What I’m saying is that it’s complicated and often exhausting. The beauty of the Christmas season is sometimes bitter. And if you know someone who is facing an uphill walk in their fertility journey, I’d counsel you to give them a hug, to pray for them, to make them a strong, joy-filled drink. Or all of the above. The point is, you know them. Ask them what they need. Ask them how you can be present with them as they try to manage these tensions. Because in a season overflowing with holly jolly-ness, their unseen pain will often go overlooked.

Infertility is a kind of death—a death of something that is supposed to be. And if Jesus, born the child but yet the King, swallowed up death and the sting of death in his resurrection, then that means that even infertility and miscarriage have lost their sting. We will hold our lost babies one day, and all will be made right in God’s holy city.

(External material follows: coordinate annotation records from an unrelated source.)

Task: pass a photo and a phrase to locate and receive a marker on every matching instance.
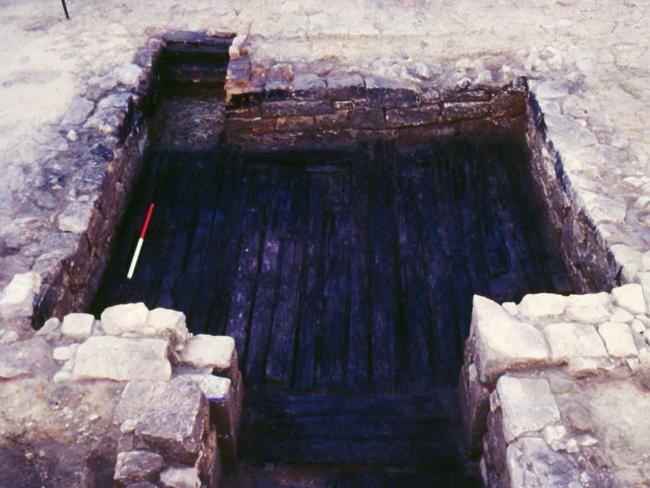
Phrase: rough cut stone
(78, 325)
(630, 260)
(167, 322)
(136, 397)
(474, 407)
(542, 304)
(644, 278)
(621, 315)
(618, 339)
(130, 317)
(175, 424)
(137, 466)
(63, 353)
(17, 299)
(569, 340)
(122, 359)
(592, 308)
(531, 463)
(527, 405)
(225, 410)
(50, 327)
(180, 477)
(502, 342)
(206, 351)
(29, 357)
(630, 297)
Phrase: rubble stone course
(171, 423)
(539, 421)
(74, 97)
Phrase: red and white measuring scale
(138, 247)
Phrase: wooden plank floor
(336, 271)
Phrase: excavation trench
(343, 260)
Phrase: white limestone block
(180, 477)
(527, 405)
(503, 342)
(592, 308)
(618, 339)
(511, 308)
(215, 388)
(167, 322)
(645, 261)
(638, 326)
(542, 304)
(122, 359)
(63, 353)
(51, 326)
(120, 319)
(17, 299)
(207, 351)
(644, 279)
(630, 297)
(621, 315)
(628, 258)
(568, 340)
(78, 325)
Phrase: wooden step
(353, 430)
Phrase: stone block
(527, 405)
(17, 298)
(465, 111)
(239, 73)
(308, 86)
(215, 353)
(508, 104)
(168, 323)
(288, 108)
(474, 406)
(122, 359)
(538, 305)
(134, 466)
(26, 358)
(388, 94)
(367, 118)
(591, 308)
(126, 318)
(297, 123)
(644, 279)
(175, 424)
(618, 339)
(336, 120)
(51, 328)
(409, 117)
(225, 411)
(503, 342)
(346, 87)
(630, 297)
(78, 325)
(64, 353)
(180, 477)
(531, 463)
(570, 340)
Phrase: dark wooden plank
(279, 363)
(332, 339)
(414, 313)
(310, 314)
(383, 274)
(358, 367)
(266, 292)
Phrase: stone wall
(554, 389)
(172, 418)
(278, 109)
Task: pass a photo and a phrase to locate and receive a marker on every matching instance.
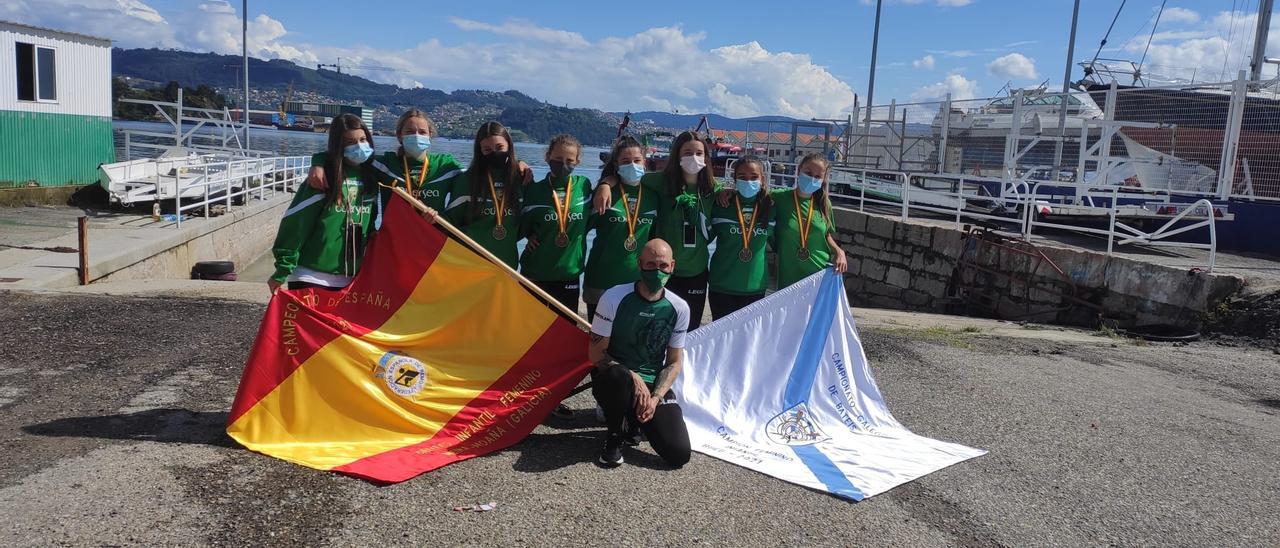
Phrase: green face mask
(654, 279)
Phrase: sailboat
(1180, 132)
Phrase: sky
(739, 59)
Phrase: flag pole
(475, 246)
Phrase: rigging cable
(1138, 73)
(1226, 46)
(1089, 68)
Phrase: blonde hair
(566, 140)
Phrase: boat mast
(1260, 40)
(245, 54)
(1066, 88)
(871, 80)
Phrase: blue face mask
(748, 188)
(416, 145)
(808, 185)
(631, 173)
(359, 153)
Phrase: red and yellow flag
(430, 356)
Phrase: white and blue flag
(784, 388)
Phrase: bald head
(657, 255)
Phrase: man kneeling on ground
(636, 341)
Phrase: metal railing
(1105, 201)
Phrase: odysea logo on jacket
(403, 374)
(795, 427)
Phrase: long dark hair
(478, 169)
(822, 192)
(611, 168)
(763, 201)
(675, 176)
(334, 163)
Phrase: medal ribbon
(426, 164)
(808, 222)
(562, 209)
(631, 217)
(498, 204)
(748, 228)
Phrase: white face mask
(693, 164)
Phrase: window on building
(37, 73)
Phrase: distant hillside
(718, 122)
(457, 113)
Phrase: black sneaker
(562, 411)
(612, 453)
(631, 434)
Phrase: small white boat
(1040, 115)
(178, 173)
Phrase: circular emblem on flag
(795, 427)
(403, 374)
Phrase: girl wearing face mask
(484, 201)
(624, 228)
(323, 234)
(688, 192)
(554, 220)
(805, 236)
(425, 174)
(739, 273)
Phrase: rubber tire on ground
(211, 269)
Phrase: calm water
(291, 144)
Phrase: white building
(55, 106)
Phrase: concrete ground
(39, 245)
(113, 411)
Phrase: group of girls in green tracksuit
(694, 211)
(494, 201)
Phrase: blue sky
(800, 59)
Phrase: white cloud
(215, 26)
(926, 100)
(663, 68)
(954, 53)
(1179, 16)
(1013, 65)
(522, 30)
(961, 88)
(128, 22)
(1208, 51)
(210, 26)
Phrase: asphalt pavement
(112, 412)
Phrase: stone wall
(240, 236)
(937, 268)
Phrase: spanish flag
(433, 355)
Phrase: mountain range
(456, 113)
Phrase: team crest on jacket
(403, 374)
(795, 427)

We don’t know how our fertility story ends. Nothing is impossible with God. Our hope is in him, as we try to keep believing that his answer is not, “No” but, rather, “Not yet.” Or maybe, “I have something better.”

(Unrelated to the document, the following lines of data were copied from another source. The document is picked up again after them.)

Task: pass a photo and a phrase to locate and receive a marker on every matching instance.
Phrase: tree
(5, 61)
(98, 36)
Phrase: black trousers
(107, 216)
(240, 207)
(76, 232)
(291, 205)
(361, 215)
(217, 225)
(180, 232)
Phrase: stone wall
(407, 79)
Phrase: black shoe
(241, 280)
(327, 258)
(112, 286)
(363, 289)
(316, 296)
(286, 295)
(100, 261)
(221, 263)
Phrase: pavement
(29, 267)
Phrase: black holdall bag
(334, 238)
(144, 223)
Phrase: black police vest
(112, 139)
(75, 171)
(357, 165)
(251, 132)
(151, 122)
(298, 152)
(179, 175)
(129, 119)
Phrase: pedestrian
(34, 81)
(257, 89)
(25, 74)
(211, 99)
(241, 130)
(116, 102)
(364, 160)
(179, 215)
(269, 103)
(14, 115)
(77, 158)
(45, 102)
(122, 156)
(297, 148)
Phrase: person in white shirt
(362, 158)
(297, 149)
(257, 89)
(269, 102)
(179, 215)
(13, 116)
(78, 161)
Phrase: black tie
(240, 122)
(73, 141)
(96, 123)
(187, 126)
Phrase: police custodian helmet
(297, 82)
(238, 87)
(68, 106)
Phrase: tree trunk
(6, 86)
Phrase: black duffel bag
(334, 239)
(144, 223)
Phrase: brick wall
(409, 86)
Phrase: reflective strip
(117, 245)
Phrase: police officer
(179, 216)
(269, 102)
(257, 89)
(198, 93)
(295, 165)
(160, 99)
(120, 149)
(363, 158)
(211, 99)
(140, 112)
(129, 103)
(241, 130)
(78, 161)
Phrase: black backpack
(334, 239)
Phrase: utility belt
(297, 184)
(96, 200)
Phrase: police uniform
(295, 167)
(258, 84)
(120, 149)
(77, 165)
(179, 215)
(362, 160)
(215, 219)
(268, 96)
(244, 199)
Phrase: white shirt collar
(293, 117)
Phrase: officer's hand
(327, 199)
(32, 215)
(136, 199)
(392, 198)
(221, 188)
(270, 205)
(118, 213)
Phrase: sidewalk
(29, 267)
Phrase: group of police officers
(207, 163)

So we are not without hope. Because we do know how the bigger story ends. We know that whether or not dreams and desires are fulfilled in this life, disappointment does not win in the end. The baby born to the Virgin is our Older Brother through adoption, leading the way to new realities wherein he wipes away tears and touches “the bare branches” (Malcolm Guite, “O Adonai“) of a life lived in a sin-stained world, bringing forth new life.